Ange-Marie Muracciole was born on 12 March 1835 in Muracciole, Corsica.
His parents were Bartolomeo Muracciole (1808–58) and Maria Costa.
On 19 January 1858 he married Madeleine Pantalacci (born 1838) in Muracciole.

Muracciole became a public works contractor.
He had gained a solid reputation when work began on the Panama Canal in 1881, and was invited to participate.
He returned to Corsica when the work was suspended.
He was mayor of Belgodère and general councilor of Vezzani.
On 29 July 1886 his second marriage was to Rose Marie Casanelli d'Istria (1864–1931) in Muracciole.

==Senator (1892–94)==

On 21 August 1892 Muracciole ran for election to the Senate in a by-election following the death of François Morelli.
He was elected in the first round by 382 votes against 372 for Vincent Farinole.
He joined the democratic left group.
Due to illness he was forced to seek leave in 1892 before speaking in the senate.
In the general elections of 7 January 1894 he was defeated by Farinole, who won 409 votes to 272 for Muracciole.

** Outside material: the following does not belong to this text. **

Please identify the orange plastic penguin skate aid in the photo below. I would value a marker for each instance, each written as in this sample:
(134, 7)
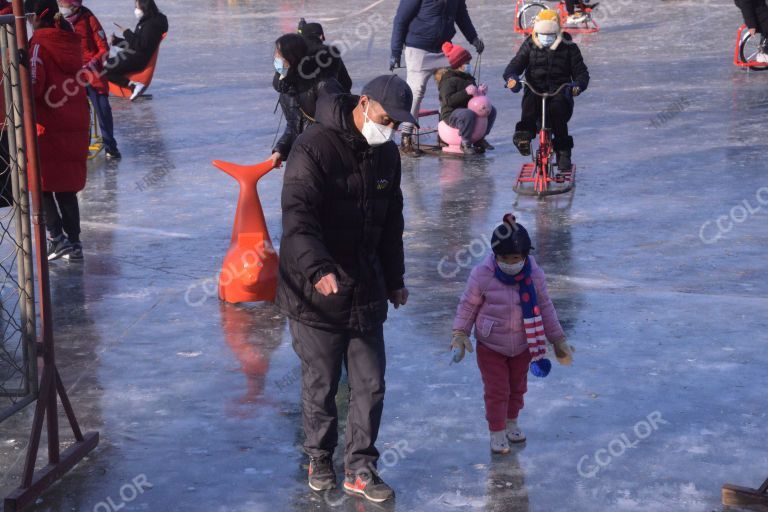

==Later career (1894–1904)==

Muracciole returned to private life, running his business and acting in his local political posts.
The journal Le Républicain (Bastia), founded as a daily in 1895, reappeared on 12 April 1898 to support the Republican candidates Emmanuel Arène, Muracciole, Marius Giacobbi, Colonel Astima and Toussain Malaspina in the 8 May 1898 legislative elections.
In 1901 Muracciole became general councilor for the canton of Vico, replacing Dominique Cristinacce.
He was also a censor at the Ajjacio branch of the Bank of France.

Muracciole ran once more for election to the senate on 4 January 1903, and decisively defeated Farinole by 581 votes to 113.
His health again prevented him from spending much time in the Senate.
He died in office on 2 July 1904 in Ajaccio at the age of 69.

The village of Muracciole is distinguished by a Gothic Revival château built in the late 19th century by Ange Muracciole.
It is a rare example of this type of architecture on Corsica.
The house was built by Muracciole after he returned from the Panama Canal.
The village also has a funeral chapel for his family.